Has anyone used them before? A friend recommend them to me and said that they have made a huge difference for her and her dog.


----------



## davetgabby (Dec 29, 2007)

That's good . Three out of ten.


----------



## The Laughing Magpie (Aug 20, 2009)

The bark buster only hurts my ears. My little girl is a yapper, she is doing loads better but mostly I just quietly tell her no and removing her, since she is able to calm down quicker these days I am introducing a toy, when she starts yapping I throw the monkey and say get your monkey. This worked for Yogi, he did not yap he was a jumper and did woo woo's.

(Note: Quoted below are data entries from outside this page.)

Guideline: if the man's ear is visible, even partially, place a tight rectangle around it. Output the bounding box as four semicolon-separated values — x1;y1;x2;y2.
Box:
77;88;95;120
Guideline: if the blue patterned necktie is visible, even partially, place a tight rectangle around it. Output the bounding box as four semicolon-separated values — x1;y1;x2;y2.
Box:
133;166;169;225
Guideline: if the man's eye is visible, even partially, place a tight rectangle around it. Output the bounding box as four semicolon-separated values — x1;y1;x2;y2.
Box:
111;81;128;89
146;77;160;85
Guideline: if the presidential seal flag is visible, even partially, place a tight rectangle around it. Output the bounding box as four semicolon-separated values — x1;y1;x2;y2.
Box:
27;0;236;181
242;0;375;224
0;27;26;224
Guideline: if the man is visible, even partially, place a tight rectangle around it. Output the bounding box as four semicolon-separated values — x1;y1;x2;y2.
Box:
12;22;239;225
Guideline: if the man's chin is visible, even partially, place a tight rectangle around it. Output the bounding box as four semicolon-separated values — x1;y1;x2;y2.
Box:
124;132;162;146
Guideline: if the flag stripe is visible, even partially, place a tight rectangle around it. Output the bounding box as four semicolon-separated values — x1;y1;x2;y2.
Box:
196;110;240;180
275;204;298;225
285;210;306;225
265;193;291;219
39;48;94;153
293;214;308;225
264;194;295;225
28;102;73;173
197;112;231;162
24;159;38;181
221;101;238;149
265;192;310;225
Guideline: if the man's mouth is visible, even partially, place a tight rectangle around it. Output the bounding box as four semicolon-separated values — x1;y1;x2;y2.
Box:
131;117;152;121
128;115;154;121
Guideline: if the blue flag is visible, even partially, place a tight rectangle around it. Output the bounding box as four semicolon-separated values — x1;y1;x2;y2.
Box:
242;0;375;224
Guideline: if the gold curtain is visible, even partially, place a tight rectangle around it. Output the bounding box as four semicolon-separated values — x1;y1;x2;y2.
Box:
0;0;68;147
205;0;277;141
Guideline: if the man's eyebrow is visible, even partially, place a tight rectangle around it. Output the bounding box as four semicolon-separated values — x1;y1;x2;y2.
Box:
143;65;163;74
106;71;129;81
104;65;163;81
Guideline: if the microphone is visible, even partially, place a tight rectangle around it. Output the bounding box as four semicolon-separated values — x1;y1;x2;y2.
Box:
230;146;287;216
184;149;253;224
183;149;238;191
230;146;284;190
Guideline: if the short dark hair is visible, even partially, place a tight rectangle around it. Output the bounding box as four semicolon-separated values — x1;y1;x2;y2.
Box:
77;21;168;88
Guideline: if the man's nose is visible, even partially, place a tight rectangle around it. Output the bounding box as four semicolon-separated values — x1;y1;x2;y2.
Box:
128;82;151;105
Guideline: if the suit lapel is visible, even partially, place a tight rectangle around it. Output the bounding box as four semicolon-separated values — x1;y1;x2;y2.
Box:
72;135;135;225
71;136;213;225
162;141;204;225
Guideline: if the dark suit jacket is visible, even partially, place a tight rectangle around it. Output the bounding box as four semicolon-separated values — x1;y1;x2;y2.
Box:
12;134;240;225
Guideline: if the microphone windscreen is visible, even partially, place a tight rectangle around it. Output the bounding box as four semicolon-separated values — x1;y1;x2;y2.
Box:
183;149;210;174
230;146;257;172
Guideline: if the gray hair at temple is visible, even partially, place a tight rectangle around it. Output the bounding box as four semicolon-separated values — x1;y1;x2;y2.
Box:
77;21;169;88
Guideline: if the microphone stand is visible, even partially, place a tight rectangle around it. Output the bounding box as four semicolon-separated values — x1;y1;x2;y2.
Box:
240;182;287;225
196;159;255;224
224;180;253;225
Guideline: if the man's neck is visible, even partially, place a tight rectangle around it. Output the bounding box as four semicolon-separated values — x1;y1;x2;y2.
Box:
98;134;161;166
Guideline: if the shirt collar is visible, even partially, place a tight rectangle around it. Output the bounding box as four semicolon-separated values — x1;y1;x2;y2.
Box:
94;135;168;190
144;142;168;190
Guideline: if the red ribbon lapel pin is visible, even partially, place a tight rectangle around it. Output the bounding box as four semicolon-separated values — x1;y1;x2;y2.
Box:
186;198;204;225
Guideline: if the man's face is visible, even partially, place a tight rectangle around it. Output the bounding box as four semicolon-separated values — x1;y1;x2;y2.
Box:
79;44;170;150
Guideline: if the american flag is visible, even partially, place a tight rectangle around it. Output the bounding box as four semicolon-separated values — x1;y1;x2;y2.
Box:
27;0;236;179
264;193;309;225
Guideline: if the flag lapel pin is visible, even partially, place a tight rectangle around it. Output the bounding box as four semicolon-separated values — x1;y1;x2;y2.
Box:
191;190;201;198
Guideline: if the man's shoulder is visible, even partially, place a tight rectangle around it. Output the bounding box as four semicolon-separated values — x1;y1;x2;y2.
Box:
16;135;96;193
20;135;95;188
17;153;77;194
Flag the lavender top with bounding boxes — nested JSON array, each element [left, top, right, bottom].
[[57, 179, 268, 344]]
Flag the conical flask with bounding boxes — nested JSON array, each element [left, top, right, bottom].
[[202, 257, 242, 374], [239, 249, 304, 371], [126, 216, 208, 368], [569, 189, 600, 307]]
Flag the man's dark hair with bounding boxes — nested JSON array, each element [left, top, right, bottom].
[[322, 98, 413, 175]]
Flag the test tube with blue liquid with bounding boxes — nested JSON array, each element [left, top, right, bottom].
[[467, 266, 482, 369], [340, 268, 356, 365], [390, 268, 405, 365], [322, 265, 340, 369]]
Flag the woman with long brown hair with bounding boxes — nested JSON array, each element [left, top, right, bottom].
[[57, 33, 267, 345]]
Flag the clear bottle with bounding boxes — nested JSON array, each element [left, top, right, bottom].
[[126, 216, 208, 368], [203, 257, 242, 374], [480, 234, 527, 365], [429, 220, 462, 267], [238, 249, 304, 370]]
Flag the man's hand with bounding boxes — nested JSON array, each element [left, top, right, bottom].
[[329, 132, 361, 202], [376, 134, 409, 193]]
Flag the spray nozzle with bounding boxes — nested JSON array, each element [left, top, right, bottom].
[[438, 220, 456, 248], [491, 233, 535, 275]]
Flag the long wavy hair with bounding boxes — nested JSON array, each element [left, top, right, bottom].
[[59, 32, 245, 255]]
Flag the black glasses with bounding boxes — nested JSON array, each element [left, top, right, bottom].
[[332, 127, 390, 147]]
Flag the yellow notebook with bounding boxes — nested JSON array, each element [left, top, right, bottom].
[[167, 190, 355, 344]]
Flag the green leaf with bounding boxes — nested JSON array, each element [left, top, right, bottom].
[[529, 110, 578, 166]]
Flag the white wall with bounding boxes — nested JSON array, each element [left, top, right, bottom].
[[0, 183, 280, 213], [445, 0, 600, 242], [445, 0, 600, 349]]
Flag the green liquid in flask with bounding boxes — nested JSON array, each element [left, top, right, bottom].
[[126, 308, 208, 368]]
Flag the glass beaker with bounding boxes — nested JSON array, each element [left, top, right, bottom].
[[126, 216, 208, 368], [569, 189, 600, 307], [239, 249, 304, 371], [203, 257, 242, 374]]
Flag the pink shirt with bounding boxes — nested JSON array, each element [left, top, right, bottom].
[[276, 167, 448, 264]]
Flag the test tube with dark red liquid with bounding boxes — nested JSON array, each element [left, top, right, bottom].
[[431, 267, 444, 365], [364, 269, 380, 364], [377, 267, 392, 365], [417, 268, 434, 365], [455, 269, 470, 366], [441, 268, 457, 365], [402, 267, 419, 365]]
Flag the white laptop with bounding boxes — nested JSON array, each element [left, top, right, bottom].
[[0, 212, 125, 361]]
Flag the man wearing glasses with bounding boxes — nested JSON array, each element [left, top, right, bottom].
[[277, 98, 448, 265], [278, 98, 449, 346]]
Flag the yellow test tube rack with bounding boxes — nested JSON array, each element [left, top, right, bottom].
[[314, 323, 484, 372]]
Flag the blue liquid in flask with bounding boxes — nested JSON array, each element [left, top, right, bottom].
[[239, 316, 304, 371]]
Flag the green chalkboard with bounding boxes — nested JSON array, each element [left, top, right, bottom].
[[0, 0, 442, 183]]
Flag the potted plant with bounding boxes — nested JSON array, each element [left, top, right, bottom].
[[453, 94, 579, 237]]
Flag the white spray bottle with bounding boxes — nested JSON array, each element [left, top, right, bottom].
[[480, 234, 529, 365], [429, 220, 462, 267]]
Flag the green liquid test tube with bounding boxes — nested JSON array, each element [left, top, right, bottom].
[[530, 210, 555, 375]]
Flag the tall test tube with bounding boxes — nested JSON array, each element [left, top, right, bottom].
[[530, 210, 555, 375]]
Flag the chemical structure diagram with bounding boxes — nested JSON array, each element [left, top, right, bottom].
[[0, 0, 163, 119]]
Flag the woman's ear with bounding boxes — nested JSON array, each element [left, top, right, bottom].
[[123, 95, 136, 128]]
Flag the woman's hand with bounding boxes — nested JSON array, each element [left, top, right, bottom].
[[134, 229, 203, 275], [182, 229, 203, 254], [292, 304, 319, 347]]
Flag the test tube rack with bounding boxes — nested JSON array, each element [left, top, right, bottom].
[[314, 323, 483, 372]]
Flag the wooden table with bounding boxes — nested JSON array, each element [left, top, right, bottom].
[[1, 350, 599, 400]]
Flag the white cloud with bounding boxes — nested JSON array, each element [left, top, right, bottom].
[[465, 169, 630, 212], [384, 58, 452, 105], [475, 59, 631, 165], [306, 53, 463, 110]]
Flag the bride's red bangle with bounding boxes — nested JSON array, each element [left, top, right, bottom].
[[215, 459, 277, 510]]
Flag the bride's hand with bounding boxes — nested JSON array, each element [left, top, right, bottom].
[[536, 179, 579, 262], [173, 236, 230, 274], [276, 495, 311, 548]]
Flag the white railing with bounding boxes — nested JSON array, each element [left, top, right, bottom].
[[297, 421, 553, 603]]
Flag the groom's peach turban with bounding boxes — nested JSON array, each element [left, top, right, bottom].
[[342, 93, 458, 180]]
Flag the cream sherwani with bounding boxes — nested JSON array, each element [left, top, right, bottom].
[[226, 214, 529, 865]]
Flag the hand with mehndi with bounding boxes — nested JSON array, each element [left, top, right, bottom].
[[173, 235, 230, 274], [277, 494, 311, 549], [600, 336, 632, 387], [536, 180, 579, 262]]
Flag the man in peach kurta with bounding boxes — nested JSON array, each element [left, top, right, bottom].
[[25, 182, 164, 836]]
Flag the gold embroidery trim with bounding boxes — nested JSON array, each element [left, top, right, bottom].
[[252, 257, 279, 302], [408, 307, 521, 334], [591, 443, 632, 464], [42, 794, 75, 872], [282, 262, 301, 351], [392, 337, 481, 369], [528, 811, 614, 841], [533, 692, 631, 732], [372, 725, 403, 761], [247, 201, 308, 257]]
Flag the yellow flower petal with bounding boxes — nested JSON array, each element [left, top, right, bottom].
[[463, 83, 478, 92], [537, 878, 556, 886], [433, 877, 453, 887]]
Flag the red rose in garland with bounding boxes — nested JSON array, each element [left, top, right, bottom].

My neighbors have a pitbull that has been debarked but it still barks all the time, they have something that goes off when I go to my side door, its really high pitched and it seems to have a wide range. The dog still barks, its left in the garge day and night and taken out three times a day.


----------



## davetgabby (Dec 29, 2007)

The Laughing Magpie said:


> The bark buster only hurts my ears. My little girl is a yapper, she is doing loads better but mostly I just quietly tell her no and removing her, since she is able to calm down quicker these days I am introducing a toy, when she starts yapping I throw the monkey and say get your monkey. This worked for Yogi, he did not yap he was a jumper and did woo woo's.
> 
> My neighbors have a pitbull that has been debarked but it still barks all the time, they have something that goes off when I go to my side door, its really high pitched and it seems to have a wide range. The dog still barks, its left in the garge day and night and taken out three times a day.


Robbie, I think Ivy is talking about the dog training company?


----------



## The Laughing Magpie (Aug 20, 2009)

Thanks Dave, had no idea they have a training company named bark busters.


----------



## StarrLhasa (Jun 6, 2010)

Does the company employ positive reinforcement techniques in training? That would be important to me as our Havs don't need to be put into an Alpha Roll or similar techniques.

Robbie: I like your distraction technique. I will try that on my barker, Buffy. 

"This worked for Yogi, he did not yap he was a jumper and did woo woo's."

Please, what are "woo woo's?" A sound that Yogi makes - like a hound? LOL


----------



## davetgabby (Dec 29, 2007)

StarrLhasa said:


> Does the company employ positive reinforcement techniques in training? That would be important to me as our Havs don't need to be put into an Alpha Roll or similar techniques.
> 
> Robbie: I like your distraction technique. I will try that on my barker, Buffy.
> 
> ...


They supposedly do. But I'm not impressed with the ones I've talked to. Won't get into it.


----------



## LJS58 (Mar 23, 2012)

The most important thing about training not to bark is to substitute what you DO want them to do ( ie - don't bark, chew this toy instead).


----------



## The Laughing Magpie (Aug 20, 2009)

Woo Woos are a happy bark many of our Hav's do and yes on the end it sounds like a hound.


----------